Friday, November 7, 2008

Liquid Light

Ever since I was a child, I had always this sentimental fascination with sunrises. Part of the reason could be the fact that I spent so many years of my early life in the city where the beginning of the day and the flow of the hours is determined not by the rising or waning light of the sun but by the cold, impersonal and imperious cadence of clocks, watches and timepieces.

There the harsh yet constant glare of artificial lighting effectively masks the passing of the hours and one often only notices that the day has began by the sudden and jarring sound of the alarm clock and that it has ended by ringing of the school dismissal bell or the whirl and snap of the bundy clock at work.

It was only when I began living permanently in Lianga and acquired the habit of often waking up early that I learned to appreciate how beautiful sunrises can be and how uplifted one usually feels after being witness to a spectacularly colorful outbreak of the dawn. It is as if there is something within us that hungers for reassurance that the warm, life-giving light of the sun would return after the cold and darkness of the night and that the sight of the faint, ghostly glimmer of the new day in the eastern horizon is somehow is proof that the cycle of life continues with the hope of rebirth and renewal.

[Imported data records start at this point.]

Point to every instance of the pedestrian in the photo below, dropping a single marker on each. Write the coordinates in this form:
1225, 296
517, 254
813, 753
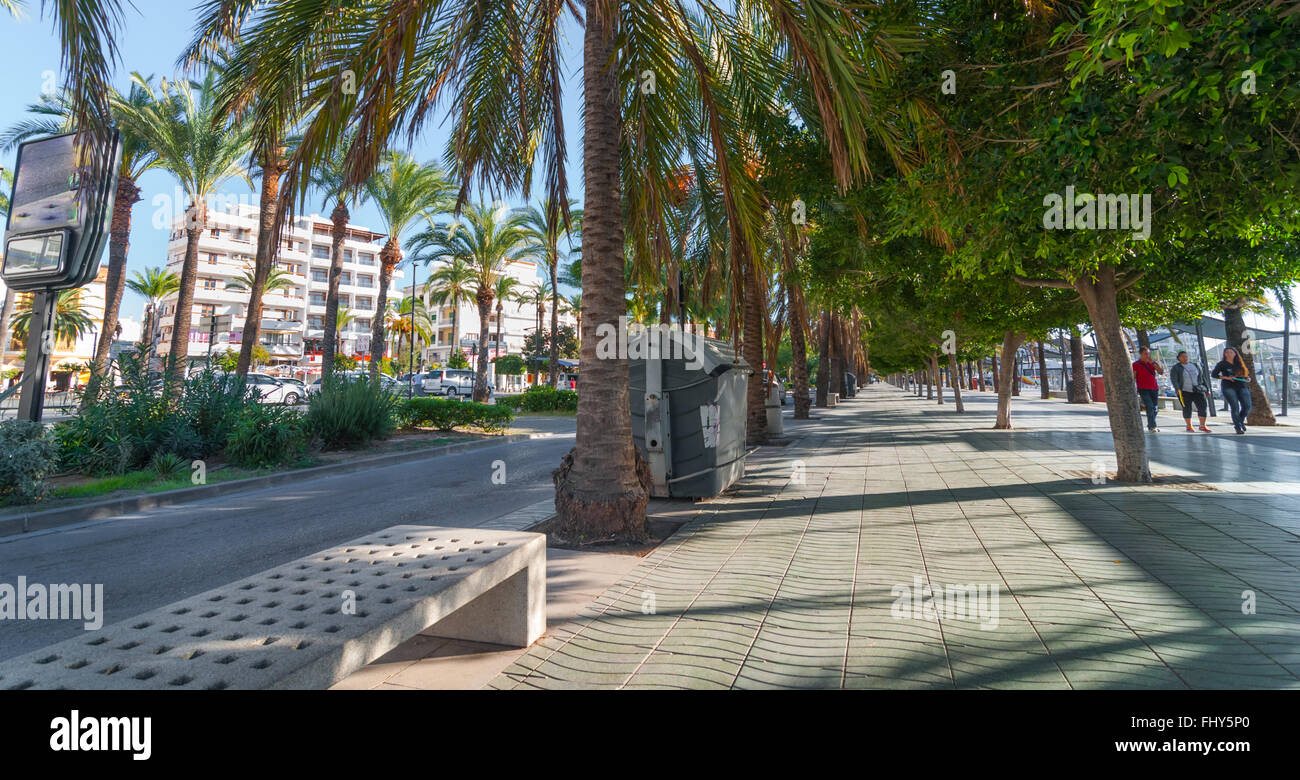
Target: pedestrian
1148, 389
1191, 385
1235, 384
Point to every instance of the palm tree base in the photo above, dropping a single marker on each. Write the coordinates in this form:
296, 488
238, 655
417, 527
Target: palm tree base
584, 514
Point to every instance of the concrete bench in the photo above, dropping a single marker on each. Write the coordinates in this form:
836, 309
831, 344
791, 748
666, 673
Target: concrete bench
294, 627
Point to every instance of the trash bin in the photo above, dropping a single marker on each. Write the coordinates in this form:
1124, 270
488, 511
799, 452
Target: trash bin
688, 411
1099, 389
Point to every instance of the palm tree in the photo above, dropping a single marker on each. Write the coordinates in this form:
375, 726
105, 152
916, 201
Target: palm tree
506, 290
154, 285
546, 224
202, 150
720, 83
573, 304
72, 320
537, 297
399, 321
485, 239
329, 178
451, 285
7, 306
53, 115
403, 190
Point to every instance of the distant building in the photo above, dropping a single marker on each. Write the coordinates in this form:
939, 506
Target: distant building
519, 320
293, 320
70, 362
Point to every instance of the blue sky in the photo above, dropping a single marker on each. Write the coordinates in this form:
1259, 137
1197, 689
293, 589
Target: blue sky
154, 34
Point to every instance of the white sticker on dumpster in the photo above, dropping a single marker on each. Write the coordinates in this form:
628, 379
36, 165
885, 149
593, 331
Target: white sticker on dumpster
709, 424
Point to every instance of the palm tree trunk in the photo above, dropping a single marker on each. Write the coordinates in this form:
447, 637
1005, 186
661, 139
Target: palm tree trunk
798, 351
555, 315
118, 242
329, 345
1078, 369
823, 362
1261, 414
484, 300
183, 316
268, 220
755, 323
957, 382
389, 258
602, 485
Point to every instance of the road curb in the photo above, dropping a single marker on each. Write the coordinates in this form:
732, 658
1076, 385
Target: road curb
42, 520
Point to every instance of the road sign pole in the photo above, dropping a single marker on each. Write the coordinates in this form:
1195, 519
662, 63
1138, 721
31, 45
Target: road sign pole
40, 343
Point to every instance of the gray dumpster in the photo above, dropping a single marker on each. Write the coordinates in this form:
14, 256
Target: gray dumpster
688, 411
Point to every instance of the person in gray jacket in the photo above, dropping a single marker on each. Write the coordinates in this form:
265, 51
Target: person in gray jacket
1192, 386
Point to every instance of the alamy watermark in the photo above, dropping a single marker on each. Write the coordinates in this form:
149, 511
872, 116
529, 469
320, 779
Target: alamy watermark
53, 602
633, 341
922, 601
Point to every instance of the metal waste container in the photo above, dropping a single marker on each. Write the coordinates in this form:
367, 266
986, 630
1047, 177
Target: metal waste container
688, 410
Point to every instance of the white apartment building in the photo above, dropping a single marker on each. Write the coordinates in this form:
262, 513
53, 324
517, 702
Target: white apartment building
293, 319
519, 320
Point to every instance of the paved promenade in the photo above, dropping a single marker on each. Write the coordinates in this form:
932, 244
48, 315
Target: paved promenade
895, 544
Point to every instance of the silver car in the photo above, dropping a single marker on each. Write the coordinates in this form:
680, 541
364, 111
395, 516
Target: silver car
450, 382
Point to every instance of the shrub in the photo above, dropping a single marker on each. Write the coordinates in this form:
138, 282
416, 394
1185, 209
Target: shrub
168, 464
350, 414
265, 436
122, 428
27, 454
544, 398
446, 414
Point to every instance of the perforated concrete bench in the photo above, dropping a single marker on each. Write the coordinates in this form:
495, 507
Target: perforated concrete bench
290, 627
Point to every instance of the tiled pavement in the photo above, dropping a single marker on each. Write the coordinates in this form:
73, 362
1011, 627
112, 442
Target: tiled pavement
800, 576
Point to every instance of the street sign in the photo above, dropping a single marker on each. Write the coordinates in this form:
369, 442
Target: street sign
60, 211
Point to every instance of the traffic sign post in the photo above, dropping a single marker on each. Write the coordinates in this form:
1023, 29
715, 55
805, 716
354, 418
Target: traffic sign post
40, 345
59, 217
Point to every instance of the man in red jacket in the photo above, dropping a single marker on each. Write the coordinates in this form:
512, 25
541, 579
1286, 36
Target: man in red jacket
1144, 373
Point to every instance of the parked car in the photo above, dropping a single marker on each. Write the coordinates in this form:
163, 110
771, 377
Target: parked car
768, 377
450, 382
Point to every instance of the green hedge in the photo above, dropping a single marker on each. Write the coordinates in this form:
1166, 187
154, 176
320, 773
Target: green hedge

In Lianga, the transition from night to day is not the leisurely, prolonged and gradual process many people in the more temperate, northern countries are used to. The breaking of the dawn here, as it is in tropical countries, is quick and abrupt yet for those who wake up early and patiently wait for it to happen, the experience can be more than worth the inconvenience.

It all starts out with a faint glow of light far out in the eastern rim of the ocean. The glow becomes suddenly a pellucid ribbon through which subtle hints of gold and pastel colors seem to gleam through. In response, the black of the night in the east lightens to the bluest of blues and the sea begins to flicker with bits of reflected light as if a multitude of fireflies had chosen to miraculously take a morning swim.

The burning, bright yellow disc of the sun soon begins to peep above the horizon and the whole of the western sky begins to flood with pale, pastel colors bursting into glowing reds and oranges as shafts of light pierce still darkened clouds. In the west the night is still trying to make a last stand building ramparts of blue-black patches of the night sky above the still gloomy mountains but the march of the light is relentless as it is swift. The morning has finally come and even the darkness knows when it is beaten and finally and reluctantly retreats into oblivion.

It is all over in just a couple of minutes. Another quick glance and one sees that Apollo, the sun god, in his full glory, has already emerged from the ocean and has arrogantly thrown before him as proof of his coming a swath of undulating light that stretches like a golden carpet from the water to the edge of the land.

The chill of the night is suddenly replaced with a familiar, comforting warmth and suddenly one realizes with a start and a shudder that the magic show is over and one must now turn to face the struggles and challenges of the new day. Yet the time spent watching the day break is not all for naught. Call it a lesson and a reminder of the cyclical continuity of life and existence.

John Muir, the American naturalist, author and pioneer environmental conservation advocate could not have put it more succinctly. "The grand show is eternal," he wrote. "It is always sunrise somewhere; the dew is never dried all at once; a shower is forever falling; vapor is ever rising. Eternal sunrise, eternal dawn and gloaming, on sea and continents and islands, each in its turn, as the round earth rolls.”